Will what I'm wearing make it easier or more difficult for me to dust you on the pitch? Why don't you find out?
Actually, he didn’t say exactly that.
What the prince did say was ”I think that the hijab will not hinder the participation of Muslim women in the Olympic Games.” He also stated that his sister, Princess Haya, wore a head scarf while putting him in an unbreakable headlock during a fight over the television remote.
No, he didn’t say the part about Princess Haya, either. Although the princess did compete in riding events at the 2002 Olympic games in Sydney. In a hijab.
And here is the lovely 17 -year-old Zahra Lari, the first international figure skater to wear a hijab in competition.
Which actually looks so much more practical and less frustrating than the bun I need to staple to my own figure skating daughter’s head. In fact, I wonder if any competitors lodged a complaint that Lari’s aerodynamic head covering gave her the advantage of extra air-time during her axel. Especially since it’s not blinged out with ten pounds of Swarovski crystals like most other costume pieces.
But back to soccer.
Last July, the Iranian women’s team was ousted from an Olympic qualifying match because they entered the field wearing head scarves. FIFA’s rules don’t allow the hijab because of the piece of fabric that extends below and around the neck. The reason? Choking hazard on the field.

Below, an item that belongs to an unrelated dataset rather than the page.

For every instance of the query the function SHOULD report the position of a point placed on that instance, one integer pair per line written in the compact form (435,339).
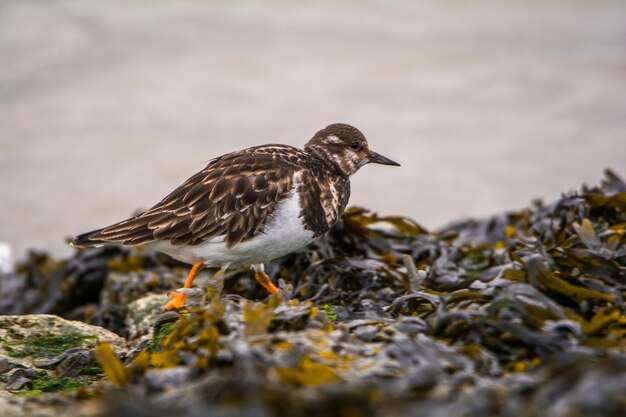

Okay. I suppose. But as a soccer mom myself sitting though umpteen games and practices—watching children ages 5 to 10 at both recreational and travel level (i.e. you have to try out to get on the team and are a bit more of a bad ass when it comes to wanting to play hard to win)—as well as cheering on plenty of sandlot no-holds-barred pick-up games between teenagers and adults acting like teenagers, I gotta say, I’m not seeing it. I’ve seen shoving and tripping and yelling. I’ve seen elbows thrown and heads colliding and weekend warriors blowing out their ACLs and having to explain the injury to their boss on Monday. I’ve seen twirling in the field with daisies and running to the sidelines because you peed your pants in excitement after getting a goal.
I haven’t seen much grabbing shirt collars and accidentally or accidentally-intentionally choking your opponent. I’m sure it happens. Somewhere. When jerks are playing. And I’m no textile physicist, but it would seem to me that the risk of being choked to death by a hijab while playing soccer would rank somewhere far below having to relearn to walk and talk because you smacked heads with another kid – or the ground – and were then sent back to play the rest of the game with a slow brain bleed.
Which actually has happened in youth soccer. More than once.
My only personal experience with a FIFA rule that I thought was incredibly head-scratching was during a game between nine-year-old girls. A young player on our team fell, hit the ground hard, and didn’t get up. Some of the girls on both teams began to “take a knee” – kneel on the field – as they were taught to do when an injury happens. The referee tossed a cursory look at the player still down…and then made the decision to continue play. Which, according to FIFA, is the ref’s call, backing up his decision with the reminder that FIFA rules are standing and unbendable, no matter whether it’s a game between 60-pound girls or adult professional men with lots of body hair and gigantic muscles.
“She could have been faking the injury to give her team the advantage,” was the explanation.
Which seems a little hardass to me.

Argue about patriarchy and whether or not I'm oppressed on the sidelines. In the meantime, please just let me lift some massive, heavy weights.
But what do I know? Other than the fact that female soccer players are tough cookies who put up with a lot of body crushing. Head injuries for women high school soccer players are second only to those sustained during high school football (the kind with the wobbly-shaped ball.) According to Michael Sokolove’s book Warrior Girls, the incidence of knee injuries for female soccer players is eight times higher than for men. So a headscarf is the tipping point?
My fan-based observation is that women play all out, running hard, sometimes getting a shoulder in when the ref isn’t looking, but most of all, wanting to use their skills to win fair and square against a team they respect as athletic equals.
What the hell does a hijab have to do with any of this?